Я закрыл глаза. У меня по лицу текли слёзы, и я не стыдился их и не вытирал.
— Государь, — сказал я. — Вы только что спасли десять миллионов человек, которые никогда не узнают, что Вы их спасли. Они проживут свои жизни, родят детей, умрут стариками в своих постелях — и никто из них не будет знать, что был день, когда государь у постели умирающего генерала решил их не убивать. Это самое великое, что может сделать человек, — спасти тех, кто никогда не скажет ему спасибо. Бог это видит, государь. Бог это видит.
Государь подошёл, наклонился и обнял меня — осторожно, как обнимают тяжелобольного. Я почувствовал, что и у него мокрое лицо.

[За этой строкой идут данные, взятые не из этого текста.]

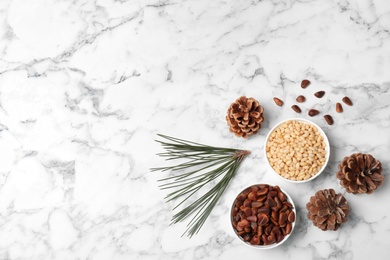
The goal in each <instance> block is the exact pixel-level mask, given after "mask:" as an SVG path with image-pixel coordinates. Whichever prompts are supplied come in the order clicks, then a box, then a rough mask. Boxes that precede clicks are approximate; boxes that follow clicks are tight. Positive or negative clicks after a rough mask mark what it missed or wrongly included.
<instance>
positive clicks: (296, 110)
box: [291, 105, 302, 113]
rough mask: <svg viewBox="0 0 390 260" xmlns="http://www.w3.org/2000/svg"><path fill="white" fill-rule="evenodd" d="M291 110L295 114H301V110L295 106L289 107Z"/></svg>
mask: <svg viewBox="0 0 390 260" xmlns="http://www.w3.org/2000/svg"><path fill="white" fill-rule="evenodd" d="M291 108H292V110H294V111H295V112H296V113H301V112H302V111H301V108H300V107H299V106H297V105H293V106H291Z"/></svg>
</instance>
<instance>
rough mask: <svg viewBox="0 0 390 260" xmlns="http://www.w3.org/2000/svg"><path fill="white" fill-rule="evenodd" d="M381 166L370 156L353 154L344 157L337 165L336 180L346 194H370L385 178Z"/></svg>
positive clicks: (376, 188) (373, 157) (372, 192)
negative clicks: (341, 187) (337, 170)
mask: <svg viewBox="0 0 390 260" xmlns="http://www.w3.org/2000/svg"><path fill="white" fill-rule="evenodd" d="M381 173H382V164H381V162H380V161H378V160H376V159H375V158H374V157H373V156H372V155H371V154H362V153H355V154H352V155H351V156H347V157H345V158H344V159H343V160H342V161H341V163H340V164H339V171H338V172H337V175H336V176H337V178H338V179H339V180H340V184H341V186H343V187H344V188H346V189H347V192H349V193H353V194H358V193H367V194H371V193H373V192H374V190H376V189H377V188H378V187H379V186H381V185H382V182H383V180H384V178H385V176H384V175H382V174H381Z"/></svg>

— Спасибо Вам, — прошептал он. — За всё. За двенадцать лет. Вы были послан мне Богом, Николай Иванович. Я в это верю. Кто бы Вы ни были и откуда бы Вы ни пришли — Вы были послан мне Богом.
Он ушёл.
Россия сказала «нет».
Я не буду описывать те недели подробно — у меня уже мало осталось бумаги и мало осталось сил, и я хочу сберечь и то и другое для последнего. Скажу коротко. Государь объявил то, что обещал: Россия скорбит, но не воюет, и предлагает посредничество. Поднялась буря, какой я и ждал. Государя проклинали. Меня — те немногие, кто знал о моей роли, — проклинали ещё пуще, называли злым гением, отравившим государя пацифизмом. Сосо держал окраины железной рукой, и окраины не шелохнулись. Кондратенко держал армию, и армия, поворчав, осталась в казармах.
А дальше случилось то, на что я и рассчитывал, чего не знал наверное, но во что верил: без России война не сложилась в ту, всеевропейскую. Германия, увидев, что Россия не мобилизуется, не получила повода ударить по Франции через Бельгию — весь немецкий план держался на войне против России и Франции разом, а воевать с одной Францией из-за далёкого сербского дела немцам было незачем. Франция, увидев, что Россия не вступает, не решилась воевать одна. Англия, увидев, что большая война не складывается, налегла всем весом на посредничество. Австрия осталась один на один с маленькой Сербией — и эта война, страшная для сербов, осталась тем, чем была изначально: локальной балканской войной, каких на Балканах было уже две за последние годы. Она отгорела за несколько месяцев. Сербию принудили к тяжёлому миру, но Сербия выжила, и народ её выжил, и не легли в землю те миллионы по всей Европе.
Мир не сгорел.
Я это сделал. Вернее — это сделал государь, а я только довёл его до той минуты, когда он смог это сделать. Но рука, которая четырнадцать лет вела к этой минуте, была моя. И я знал, лёжа в те летние дни в постели, слушая, как за окном постепенно стихает обманутая, проклинающая, не понимающая своего спасения толпа, — я знал, что моё дело на земле сделано. Всё. До конца. Больше мне делать было нечего.
Сосо пришёл ко мне в конце июля, когда стало уже ясно, что большая война не сложится.
Он сел у кровати. Долго молчал.
— Получилось, — сказал он. — Война не сложилась. Вы говорили — конец России. Вместо конца — мир. Вы опять знали наперёд.
— Знал, Сосо.
Он посмотрел на меня тем своим долгим взглядом.
— Николай Иванович. Я Вас больше не спрашиваю откуда. Я понял, что Вы не скажете, и я понял, что мне и не нужно знать. Я понял про Вас одно, и мне этого хватает. Вы — человек, который пришёл, чтобы Россия не погибла. Откуда пришёл — Ваше с Богом дело. Что пришёл для этого — я вижу. Двенадцать лет вижу.